Cllr McCarthy says that Cork fails to exploit its potential as a tourist spot. “There’s so much going on in the city but we don’t push it enough. There are probably 60 cruise liners arriving into Cobh this year with a lot of the passengers coming up on buses into Cork. I get the sense they don’t know where they’re going. There should be ‘ambassadors’ to show them around.”

He suggests that Cork City Council be given “more powers to deal with dereliction. There are property owners who can’t move on their properties because they don’t have the money. But they should make sure their properties are well painted on the outside and are not collapsing. Some property owners are fantastic. They can’t make their buildings work but they paint them. The council has painting schemes in the older historical areas and people have availed of that.
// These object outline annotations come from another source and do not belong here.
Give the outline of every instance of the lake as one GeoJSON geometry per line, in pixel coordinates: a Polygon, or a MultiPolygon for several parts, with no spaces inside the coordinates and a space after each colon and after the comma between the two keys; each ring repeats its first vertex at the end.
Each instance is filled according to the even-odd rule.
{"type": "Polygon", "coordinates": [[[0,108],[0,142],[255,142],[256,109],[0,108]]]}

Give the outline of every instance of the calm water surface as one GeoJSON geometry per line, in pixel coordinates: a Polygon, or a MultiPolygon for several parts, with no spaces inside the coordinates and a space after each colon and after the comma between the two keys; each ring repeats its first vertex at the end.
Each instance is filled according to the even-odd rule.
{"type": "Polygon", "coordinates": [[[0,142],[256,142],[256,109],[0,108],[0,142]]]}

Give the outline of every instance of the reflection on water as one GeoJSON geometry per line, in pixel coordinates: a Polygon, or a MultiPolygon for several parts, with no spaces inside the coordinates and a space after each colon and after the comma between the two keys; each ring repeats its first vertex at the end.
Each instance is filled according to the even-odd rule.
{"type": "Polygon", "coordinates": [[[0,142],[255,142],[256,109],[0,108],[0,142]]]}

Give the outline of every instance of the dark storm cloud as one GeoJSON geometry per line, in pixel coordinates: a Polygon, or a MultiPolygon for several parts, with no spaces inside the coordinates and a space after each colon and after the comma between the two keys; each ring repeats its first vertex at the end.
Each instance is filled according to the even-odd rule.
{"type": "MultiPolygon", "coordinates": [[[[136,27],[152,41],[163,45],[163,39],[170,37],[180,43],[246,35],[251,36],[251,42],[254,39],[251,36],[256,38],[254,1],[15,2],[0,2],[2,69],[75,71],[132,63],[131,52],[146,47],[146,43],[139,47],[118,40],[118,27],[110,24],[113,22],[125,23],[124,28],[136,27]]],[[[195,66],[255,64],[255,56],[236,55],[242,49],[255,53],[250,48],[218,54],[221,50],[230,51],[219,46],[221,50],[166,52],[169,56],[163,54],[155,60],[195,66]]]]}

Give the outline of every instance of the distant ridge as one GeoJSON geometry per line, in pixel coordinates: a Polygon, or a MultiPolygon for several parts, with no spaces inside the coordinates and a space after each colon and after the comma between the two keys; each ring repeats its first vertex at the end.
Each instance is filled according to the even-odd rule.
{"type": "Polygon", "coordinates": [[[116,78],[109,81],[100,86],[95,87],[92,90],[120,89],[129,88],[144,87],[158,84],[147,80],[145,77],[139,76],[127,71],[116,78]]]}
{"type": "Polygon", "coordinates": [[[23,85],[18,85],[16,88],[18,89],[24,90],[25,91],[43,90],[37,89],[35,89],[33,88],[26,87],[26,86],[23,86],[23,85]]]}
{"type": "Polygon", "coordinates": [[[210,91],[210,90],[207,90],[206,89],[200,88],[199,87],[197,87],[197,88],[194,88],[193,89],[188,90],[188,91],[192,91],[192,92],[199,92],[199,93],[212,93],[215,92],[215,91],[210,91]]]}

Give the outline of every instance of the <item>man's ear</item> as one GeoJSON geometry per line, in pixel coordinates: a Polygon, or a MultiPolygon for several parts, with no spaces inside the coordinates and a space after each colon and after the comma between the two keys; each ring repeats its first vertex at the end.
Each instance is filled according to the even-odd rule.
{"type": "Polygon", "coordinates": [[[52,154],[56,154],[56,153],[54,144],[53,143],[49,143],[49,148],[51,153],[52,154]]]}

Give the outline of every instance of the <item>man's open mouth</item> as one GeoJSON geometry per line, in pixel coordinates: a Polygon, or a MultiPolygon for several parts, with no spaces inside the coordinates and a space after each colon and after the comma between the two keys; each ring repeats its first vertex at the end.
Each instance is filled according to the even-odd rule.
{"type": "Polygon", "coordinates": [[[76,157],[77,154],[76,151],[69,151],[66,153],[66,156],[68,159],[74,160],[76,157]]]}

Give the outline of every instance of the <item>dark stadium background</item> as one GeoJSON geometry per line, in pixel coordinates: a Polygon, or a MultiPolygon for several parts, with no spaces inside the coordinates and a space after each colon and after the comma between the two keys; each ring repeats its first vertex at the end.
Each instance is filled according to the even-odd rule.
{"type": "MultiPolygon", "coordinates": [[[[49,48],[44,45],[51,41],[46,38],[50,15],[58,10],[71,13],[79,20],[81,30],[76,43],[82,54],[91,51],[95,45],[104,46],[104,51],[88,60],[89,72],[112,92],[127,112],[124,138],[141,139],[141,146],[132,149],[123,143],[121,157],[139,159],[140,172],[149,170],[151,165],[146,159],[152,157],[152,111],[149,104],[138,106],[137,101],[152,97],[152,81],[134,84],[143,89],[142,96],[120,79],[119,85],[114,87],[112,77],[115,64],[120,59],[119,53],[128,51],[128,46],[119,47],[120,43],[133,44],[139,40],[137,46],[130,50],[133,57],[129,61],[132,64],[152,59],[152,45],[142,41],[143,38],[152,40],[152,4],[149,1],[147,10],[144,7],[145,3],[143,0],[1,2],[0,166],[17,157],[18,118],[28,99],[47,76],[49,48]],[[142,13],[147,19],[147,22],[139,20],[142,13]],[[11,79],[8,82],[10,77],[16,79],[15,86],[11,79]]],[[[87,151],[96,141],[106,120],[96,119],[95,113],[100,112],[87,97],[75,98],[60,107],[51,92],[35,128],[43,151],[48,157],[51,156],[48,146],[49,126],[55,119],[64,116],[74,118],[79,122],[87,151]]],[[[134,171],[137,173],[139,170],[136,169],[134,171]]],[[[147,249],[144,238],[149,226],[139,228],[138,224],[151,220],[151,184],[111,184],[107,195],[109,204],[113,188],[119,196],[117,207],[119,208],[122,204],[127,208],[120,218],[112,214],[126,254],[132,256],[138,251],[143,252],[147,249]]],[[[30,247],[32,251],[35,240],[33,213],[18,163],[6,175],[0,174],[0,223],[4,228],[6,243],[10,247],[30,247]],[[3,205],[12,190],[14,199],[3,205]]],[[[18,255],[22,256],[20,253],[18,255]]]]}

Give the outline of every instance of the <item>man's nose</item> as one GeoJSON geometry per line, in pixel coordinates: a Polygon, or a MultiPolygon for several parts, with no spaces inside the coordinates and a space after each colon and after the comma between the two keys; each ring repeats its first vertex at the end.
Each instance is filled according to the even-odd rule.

Maybe the council needs to work closely with community associations to empower people to get out and paint their shop fronts.

“You don’t need an enormous amount of money to make a street look well. We definitely need to look after the places where Cork began, such as Barrack St and North Main St.”

On the plus side, he points to the 18th century Unitarian Church on Prince’s St. “The people there are working with city council to develop the building into a food tourism market which will give people a sense of the history of the English Market. There’s a huge leap of faith there because the building is going from being a church to a tourism centre.”

At the Civic Trust House discussion, Wade will talk about how Cork DFAS aims to contribute to the conservation of Cork. “The cultural heritage of Cork is more than its buildings and monuments, important as they are,” he says.

He points to UCC’s Honan Chapel, with its renowned Harry Clarke-designed stained glass windows. “These were made by and for the people who worked and lived in Cork. In order to develop more persuasive public opinion for the conservation of our cultural heritage, it is essential to grow awareness of our wider cultural heritage among a broad and diverse group of local people.”